NFTC Endorses Senate EAA bill; Opposes House Counterpart

Thursday, 30 August 2001

"The Senate bill further streamlines our export control system while at the same time protecting national security," said Bill Reinsch, President of the NFTC.

In a separate letter to Speaker of the House, Dennis Hastert (R-IL) and Democratic Leader, Richard Gephardt (D-MO), the NFTC, with the same industry associations, expressed strong opposition to H.R. 2581, as amended by the International Relations Committee on August 1.

"[D]espite the promise to build higher fences around fewer items, this bill, in effect, builds higher fences around an even larger number of items; because it makes it easier to expand the control list and the scope of existing controls, whether or not expanded controls would be effective," the industry groups said in the letter to Hastert and Gephardt.

"As amended by the committee, H.R. 2581 would have a slowing and, in some cases, paralyzing effect on the licensing process," the letter said. "The new dispute resolution process for commodity classification would likely add weeks to the front end of the licensing process."

President Bush has endorsed S. 149, as reported, and his national security advisor has indicated repeatedly that the Administration opposes amendments which would upset the "careful balance" achieved in the Senate Banking Committee bill.

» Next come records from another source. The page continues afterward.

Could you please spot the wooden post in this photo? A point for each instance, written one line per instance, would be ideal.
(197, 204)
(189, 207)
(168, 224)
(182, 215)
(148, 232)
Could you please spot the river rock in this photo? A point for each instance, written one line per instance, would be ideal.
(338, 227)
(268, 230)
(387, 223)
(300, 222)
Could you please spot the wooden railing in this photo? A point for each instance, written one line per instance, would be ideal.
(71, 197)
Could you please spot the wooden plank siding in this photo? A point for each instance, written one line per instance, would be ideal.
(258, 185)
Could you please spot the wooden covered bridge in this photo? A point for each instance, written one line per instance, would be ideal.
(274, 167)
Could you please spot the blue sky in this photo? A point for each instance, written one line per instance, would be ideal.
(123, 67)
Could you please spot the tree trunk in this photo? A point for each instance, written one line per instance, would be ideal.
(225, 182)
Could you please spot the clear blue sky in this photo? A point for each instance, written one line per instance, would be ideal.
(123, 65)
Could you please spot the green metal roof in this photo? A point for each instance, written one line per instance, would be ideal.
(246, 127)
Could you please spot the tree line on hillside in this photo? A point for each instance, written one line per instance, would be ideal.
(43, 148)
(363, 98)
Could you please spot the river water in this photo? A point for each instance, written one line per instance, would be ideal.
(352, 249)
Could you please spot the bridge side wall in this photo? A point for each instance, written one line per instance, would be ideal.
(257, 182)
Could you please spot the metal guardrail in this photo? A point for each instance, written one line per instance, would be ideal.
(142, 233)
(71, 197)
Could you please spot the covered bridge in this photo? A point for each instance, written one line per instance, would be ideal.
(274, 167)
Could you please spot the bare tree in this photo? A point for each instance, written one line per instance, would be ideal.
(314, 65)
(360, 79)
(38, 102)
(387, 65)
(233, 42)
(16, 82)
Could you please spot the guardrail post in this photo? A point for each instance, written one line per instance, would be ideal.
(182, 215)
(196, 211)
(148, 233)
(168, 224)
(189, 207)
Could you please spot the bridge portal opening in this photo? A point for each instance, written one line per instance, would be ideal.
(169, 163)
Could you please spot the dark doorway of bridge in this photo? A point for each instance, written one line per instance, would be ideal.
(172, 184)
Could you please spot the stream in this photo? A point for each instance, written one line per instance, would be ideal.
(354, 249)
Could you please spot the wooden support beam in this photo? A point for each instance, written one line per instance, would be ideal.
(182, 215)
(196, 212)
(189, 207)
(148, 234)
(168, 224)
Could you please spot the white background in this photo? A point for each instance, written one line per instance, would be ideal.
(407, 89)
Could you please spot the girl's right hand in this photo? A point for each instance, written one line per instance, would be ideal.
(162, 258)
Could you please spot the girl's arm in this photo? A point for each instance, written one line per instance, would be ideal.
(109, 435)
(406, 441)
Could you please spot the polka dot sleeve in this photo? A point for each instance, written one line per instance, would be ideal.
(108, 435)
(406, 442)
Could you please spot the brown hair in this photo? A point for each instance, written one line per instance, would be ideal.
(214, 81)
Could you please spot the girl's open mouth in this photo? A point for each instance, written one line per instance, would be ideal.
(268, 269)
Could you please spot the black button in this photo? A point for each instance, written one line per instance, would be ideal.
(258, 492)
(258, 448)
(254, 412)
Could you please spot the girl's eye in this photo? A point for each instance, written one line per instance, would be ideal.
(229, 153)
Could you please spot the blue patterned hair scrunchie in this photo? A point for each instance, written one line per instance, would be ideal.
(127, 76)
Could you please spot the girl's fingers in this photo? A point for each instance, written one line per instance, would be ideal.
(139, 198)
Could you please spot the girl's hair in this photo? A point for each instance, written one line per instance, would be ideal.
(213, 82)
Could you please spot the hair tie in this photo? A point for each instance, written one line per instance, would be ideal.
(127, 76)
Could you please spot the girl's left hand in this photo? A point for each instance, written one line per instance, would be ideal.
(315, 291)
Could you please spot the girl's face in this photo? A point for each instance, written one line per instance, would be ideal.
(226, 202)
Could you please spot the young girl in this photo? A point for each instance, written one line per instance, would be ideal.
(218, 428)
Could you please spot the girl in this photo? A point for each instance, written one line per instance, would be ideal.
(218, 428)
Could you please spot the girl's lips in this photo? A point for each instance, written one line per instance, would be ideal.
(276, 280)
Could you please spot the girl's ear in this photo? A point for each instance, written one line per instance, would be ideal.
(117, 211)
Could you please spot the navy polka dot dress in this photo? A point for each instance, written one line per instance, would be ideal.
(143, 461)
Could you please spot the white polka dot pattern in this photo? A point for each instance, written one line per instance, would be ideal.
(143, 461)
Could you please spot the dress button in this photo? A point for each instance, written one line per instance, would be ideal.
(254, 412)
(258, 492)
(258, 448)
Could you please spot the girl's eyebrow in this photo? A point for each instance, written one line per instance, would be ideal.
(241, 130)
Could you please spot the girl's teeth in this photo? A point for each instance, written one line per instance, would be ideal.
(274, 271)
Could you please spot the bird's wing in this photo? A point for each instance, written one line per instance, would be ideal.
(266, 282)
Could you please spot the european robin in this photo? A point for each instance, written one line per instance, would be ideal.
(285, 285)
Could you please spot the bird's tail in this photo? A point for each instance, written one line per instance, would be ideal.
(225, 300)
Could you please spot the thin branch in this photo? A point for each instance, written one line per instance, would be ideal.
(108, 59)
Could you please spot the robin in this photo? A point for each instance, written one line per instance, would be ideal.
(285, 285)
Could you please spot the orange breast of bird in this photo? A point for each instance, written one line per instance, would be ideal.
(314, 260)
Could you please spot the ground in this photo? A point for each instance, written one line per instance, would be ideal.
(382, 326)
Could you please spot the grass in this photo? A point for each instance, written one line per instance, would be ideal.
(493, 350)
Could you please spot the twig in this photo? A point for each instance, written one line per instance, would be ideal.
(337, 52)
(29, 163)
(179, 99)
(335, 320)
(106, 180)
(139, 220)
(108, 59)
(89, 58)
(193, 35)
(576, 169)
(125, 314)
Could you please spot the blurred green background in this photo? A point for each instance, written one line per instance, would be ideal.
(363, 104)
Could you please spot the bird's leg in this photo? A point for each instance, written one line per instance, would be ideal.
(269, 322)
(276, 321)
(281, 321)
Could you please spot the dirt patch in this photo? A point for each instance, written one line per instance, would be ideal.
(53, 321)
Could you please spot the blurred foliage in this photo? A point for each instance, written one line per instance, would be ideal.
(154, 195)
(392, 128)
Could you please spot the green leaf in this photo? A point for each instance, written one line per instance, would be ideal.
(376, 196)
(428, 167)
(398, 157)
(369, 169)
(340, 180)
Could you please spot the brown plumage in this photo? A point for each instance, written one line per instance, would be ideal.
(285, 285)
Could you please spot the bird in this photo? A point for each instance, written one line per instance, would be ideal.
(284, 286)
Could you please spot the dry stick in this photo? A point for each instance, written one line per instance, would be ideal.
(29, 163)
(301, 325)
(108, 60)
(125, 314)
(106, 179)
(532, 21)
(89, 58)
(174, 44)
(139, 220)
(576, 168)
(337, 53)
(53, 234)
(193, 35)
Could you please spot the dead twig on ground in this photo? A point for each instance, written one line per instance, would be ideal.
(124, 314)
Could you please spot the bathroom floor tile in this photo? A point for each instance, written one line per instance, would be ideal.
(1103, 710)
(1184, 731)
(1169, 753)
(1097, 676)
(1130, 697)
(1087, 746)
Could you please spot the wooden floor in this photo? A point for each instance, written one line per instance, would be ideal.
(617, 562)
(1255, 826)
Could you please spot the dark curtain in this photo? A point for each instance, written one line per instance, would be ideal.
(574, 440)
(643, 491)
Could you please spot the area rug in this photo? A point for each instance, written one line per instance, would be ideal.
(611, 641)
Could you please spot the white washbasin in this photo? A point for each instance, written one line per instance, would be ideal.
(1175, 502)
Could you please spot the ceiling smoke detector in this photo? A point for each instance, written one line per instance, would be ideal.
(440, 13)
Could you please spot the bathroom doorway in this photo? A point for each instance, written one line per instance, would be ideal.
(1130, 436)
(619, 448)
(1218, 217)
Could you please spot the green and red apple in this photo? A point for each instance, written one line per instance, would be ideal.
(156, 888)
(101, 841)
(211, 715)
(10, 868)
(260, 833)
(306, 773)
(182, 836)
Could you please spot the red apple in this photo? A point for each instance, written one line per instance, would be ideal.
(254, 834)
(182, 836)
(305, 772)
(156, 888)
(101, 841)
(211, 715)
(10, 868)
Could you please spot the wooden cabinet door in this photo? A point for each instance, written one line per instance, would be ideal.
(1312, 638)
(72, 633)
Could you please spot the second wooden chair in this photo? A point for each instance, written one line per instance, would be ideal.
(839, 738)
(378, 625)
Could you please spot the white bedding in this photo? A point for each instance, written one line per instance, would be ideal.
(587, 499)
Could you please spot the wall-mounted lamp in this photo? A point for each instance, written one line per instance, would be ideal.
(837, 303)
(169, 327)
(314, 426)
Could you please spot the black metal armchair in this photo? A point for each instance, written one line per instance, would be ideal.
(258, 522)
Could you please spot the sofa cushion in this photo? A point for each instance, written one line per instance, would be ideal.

The letters were signed by the NFTC, the Association for Manufacturing Technology, Emergency Committee for American Trade, National Association of Manufacturers, American Chemistry Council, California Council for International Trade, Semiconductor Equipment and Materials International, International Safety Equipment Association, Aerospace Industries Association, Semiconductor Industry Association, AeA (formerly The American Electronics Association), United States-China Business Council, Electronic Industries Alliance, National Defense Industrial Association, Industry Coalition on Technology Transfer (ICOTT), Computer Coalition for Responsible Exports, Computer Systems Policy Project, The Business Roundtable, and the Coalition for Employment Through Exports.

The letters are available at www.NFTC.org.

The National Foreign Trade Council is a leading business organization advocating a rules-based world economy. Founded in 1914 by a group of American companies that supported an open world trading system, the NFTC now serves more than 500 member companies through its offices in Washington and New York.